Somebody can be found guilty of a criminal offense even if he or she didn’t actually commit the crime but aided and abetted the perpetrator of the offense in a “joint venture.” You can be guilty if you intentionally act with another to commit a crime in order to bring it about and make it succeed. In some cases, statements made by someone in a joint venture are used to convict his or her partner.
In Commonwealth v. DiGregorio, the defendant was found guilty of home invasion, kidnapping, assault, and battery by means of a dangerous weapon. On appeal, he claimed that the judge had improperly admitted statements between two friends, these statements didn’t fall under any exceptions to the hearsay rule, and they were therefore inadmissible.

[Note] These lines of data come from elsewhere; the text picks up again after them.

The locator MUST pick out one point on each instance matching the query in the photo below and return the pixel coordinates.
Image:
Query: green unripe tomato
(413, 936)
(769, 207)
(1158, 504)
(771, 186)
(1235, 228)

One of the exceptions at issue was the joint venture exception to the hearsay rule. Under this rule, when joint criminal venturers make out-of-court statements against others, these statements are admissible if they are made while a criminal enterprise is pending and in order to further it. The judge must determine whether there was a criminal joint venture between the person making the statement and the defendant, but the judge doesn’t need to make a preliminary ruling that there was a joint venture. The evidence can come in, subject to a motion to strike at a later time if the prosecution doesn’t show there actually was a criminal enterprise. The judge needs to give a jury instruction informing the jury they can only consider the hearsay if they find there was a joint venture, based on all the other evidence except the hearsay statements.